Don’t succumb to anxiety this Thanksgiving. Put your hope in God alone. Remember the faithfulness of God from the beginning of time, know that He does not change, and praise Him for all that He has done! Let us consider the depths of the assurance and confidence these truths afford those who are His. After all, “we know that God causes all things to work together for good to those who love God, to those who are called according to His purpose” (Romans 8:28).
 R. C. Sproul, ed., The Reformation Study Bible: English Standard Version (2015 Edition) (Orlando, FL: Reformation Trust, 2015), 2115.

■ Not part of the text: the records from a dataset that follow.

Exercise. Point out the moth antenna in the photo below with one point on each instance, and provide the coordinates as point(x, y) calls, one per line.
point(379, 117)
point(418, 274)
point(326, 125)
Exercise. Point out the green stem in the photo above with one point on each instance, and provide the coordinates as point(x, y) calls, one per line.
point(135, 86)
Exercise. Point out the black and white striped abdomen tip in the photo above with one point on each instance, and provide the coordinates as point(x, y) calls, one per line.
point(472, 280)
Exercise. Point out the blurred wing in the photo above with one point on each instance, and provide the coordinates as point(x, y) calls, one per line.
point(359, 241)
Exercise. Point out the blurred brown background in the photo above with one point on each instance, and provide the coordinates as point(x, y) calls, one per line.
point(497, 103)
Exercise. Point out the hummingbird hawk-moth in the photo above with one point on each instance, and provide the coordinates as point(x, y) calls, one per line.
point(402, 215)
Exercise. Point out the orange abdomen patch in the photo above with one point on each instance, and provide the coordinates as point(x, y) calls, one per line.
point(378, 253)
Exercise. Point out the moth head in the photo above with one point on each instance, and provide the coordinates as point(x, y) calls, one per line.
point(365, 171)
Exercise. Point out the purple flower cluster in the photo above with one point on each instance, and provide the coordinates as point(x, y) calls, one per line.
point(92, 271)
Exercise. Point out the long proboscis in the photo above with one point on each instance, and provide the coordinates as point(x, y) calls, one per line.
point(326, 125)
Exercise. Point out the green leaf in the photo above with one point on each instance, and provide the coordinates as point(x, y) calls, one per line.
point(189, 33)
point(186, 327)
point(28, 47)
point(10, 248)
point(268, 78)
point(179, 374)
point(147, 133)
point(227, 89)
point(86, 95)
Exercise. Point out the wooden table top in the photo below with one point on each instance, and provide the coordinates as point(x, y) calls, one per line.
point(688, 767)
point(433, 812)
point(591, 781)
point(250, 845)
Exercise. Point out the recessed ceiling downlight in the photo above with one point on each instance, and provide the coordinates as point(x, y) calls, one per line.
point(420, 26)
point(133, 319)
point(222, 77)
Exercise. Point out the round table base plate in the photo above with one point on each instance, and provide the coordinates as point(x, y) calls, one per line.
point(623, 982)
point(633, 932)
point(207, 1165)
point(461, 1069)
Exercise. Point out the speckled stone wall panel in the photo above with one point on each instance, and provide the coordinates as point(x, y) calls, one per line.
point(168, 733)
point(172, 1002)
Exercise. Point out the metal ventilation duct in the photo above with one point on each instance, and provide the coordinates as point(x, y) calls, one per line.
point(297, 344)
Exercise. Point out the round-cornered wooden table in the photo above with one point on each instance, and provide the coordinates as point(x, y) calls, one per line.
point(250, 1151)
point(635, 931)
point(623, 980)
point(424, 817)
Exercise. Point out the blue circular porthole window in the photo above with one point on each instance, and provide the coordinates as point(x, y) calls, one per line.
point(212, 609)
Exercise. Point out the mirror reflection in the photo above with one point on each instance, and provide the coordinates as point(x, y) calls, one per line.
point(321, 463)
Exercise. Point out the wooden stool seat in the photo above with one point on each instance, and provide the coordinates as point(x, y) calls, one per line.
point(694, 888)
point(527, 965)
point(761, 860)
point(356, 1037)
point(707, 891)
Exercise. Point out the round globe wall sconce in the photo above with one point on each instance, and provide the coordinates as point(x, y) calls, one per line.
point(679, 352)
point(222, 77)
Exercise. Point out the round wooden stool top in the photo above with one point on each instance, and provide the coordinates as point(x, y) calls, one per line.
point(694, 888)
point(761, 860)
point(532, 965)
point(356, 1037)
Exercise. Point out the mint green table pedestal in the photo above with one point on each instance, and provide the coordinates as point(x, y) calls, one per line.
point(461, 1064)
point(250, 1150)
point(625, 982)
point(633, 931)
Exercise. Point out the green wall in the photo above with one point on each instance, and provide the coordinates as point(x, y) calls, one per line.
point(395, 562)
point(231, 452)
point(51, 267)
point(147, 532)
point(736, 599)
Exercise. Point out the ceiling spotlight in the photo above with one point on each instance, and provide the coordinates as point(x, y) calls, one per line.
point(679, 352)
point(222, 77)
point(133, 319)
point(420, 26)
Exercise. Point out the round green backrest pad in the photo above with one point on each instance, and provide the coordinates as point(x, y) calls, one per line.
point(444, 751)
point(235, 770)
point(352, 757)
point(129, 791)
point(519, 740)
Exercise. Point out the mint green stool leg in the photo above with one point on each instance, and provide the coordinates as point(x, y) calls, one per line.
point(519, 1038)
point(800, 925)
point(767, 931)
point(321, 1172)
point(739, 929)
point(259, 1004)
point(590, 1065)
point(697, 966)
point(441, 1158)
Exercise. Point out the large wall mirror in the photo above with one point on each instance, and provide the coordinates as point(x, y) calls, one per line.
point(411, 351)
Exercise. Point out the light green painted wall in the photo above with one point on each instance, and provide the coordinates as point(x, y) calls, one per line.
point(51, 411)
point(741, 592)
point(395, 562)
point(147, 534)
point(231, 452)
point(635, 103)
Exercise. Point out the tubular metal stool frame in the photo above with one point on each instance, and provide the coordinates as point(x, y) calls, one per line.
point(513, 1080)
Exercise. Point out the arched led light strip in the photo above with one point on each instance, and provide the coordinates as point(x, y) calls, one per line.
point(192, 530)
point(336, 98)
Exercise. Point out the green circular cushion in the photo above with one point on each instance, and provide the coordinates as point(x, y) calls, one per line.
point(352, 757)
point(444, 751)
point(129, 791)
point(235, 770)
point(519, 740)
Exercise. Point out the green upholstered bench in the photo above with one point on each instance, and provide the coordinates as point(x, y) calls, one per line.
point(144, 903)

 John F. MacArthur Jr., Philippians, MacArthur New Testament Commentary (Chicago: Moody Press, 2001), 283.
 Walter A. Elwell and Barry J. Beitzel, “Gratitude,” Baker Encyclopedia of the Bible (Grand Rapids, MI: Baker Book House, 1988), 900.
 Dennis E. Johnson, Philippians, ed. Richard D. Phillips, Philip Graham Ryken, and Daniel M. Doriani, 1st ed., Reformed Expository Commentary (Phillipsburg, NJ: P&R Publishing, 2013), 269.
 Richard R. Melick Jr., “Philippians,” in CSB Study Bible: Notes, ed. Edwin A. Blum and Trevin Wax (Nashville, TN: Holman Bible Publishers, 2017), 1888–1889.